Coordinated Multipoint (CoMP) — ideal backhaul	±130 ns	3GPP Release 11+
5G NR TDD — intra-band contiguous CA	±65 ns between component carriers	3GPP TS 38.133
URLLC (Ultra-Reliable Low Latency)	±65 ns or tighter	3GPP URLLC deployment profile

These sub-microsecond requirements are what distinguish 5G timing from previous cellular generations. In LTE, the ±1.5 µs TDD requirement was the primary constraint. In 5G NR, CoMP and carrier aggregation push the requirement down by an order of magnitude.

3. Clock Chain Architecture

A typical 5G base station clock chain consists of five functional stages, each contributing noise and complexity. Understanding what each stage does—and how it degrades the signal—is essential to allocating your phase noise and jitter budget correctly.
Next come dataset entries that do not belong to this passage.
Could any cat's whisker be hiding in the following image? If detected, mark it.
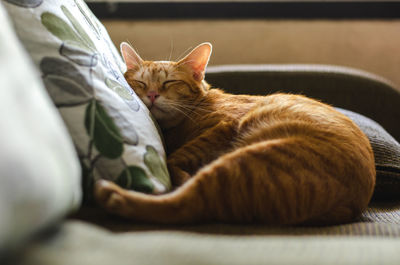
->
[159,105,195,122]
[168,38,174,61]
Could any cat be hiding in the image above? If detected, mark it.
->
[94,43,376,225]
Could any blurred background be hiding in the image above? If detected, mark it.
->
[87,0,400,87]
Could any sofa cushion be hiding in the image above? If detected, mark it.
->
[0,2,81,254]
[5,0,170,199]
[337,108,400,199]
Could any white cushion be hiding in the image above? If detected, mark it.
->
[4,0,171,196]
[0,3,81,251]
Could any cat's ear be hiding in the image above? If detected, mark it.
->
[120,42,143,70]
[178,42,212,82]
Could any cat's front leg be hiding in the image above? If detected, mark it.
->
[167,121,237,186]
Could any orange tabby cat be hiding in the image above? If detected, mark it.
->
[95,43,375,224]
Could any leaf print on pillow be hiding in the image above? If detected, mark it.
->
[115,166,154,193]
[105,78,140,111]
[5,0,43,8]
[85,100,124,159]
[143,145,171,190]
[41,6,98,67]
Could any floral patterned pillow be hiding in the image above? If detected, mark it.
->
[4,0,171,199]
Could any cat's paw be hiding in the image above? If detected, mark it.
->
[94,179,126,213]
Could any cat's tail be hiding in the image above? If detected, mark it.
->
[96,134,375,224]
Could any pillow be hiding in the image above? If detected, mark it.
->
[0,2,81,254]
[5,0,171,197]
[337,108,400,199]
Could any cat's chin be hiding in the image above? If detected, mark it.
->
[151,111,183,129]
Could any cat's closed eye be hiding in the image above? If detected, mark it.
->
[129,80,147,91]
[163,80,185,89]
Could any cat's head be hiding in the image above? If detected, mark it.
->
[121,42,212,128]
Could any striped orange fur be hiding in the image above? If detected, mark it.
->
[95,43,375,225]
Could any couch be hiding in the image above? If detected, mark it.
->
[0,0,400,265]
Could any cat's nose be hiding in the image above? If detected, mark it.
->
[147,91,160,103]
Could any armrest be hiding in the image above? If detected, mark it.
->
[206,65,400,141]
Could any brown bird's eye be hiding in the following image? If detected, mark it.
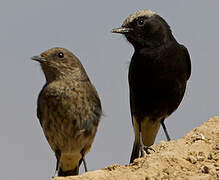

3.1 Typical Clock Chain Topology

GNSS / Sync Input
1PPS + 10 MHz

→

Reference Oscillator
OCXO / TCXO / Rb

→

Clock Buffer
Fanout / Level Shift

→

Digital PLL
DPLL / ADPLL

→

SERDES / PHY
CPRI/eCPRI/ETH

→

Radio Unit
DAC / LO / PA

3.2 Stage-by-Stage Analysis

Stage 1: Reference Input (GNSS / Sync Port)

The synchronization input—typically a GNSS receiver disciplining an OCXO or a network timing input (IEEE 1588 PTP, SyncE)—provides the long-term frequency accuracy reference. The quality of this reference determines the ultimate stability of the system. GNSS timing receivers typically deliver ±20–50 ns accuracy relative to UTC under nominal conditions, but this degrades during outages.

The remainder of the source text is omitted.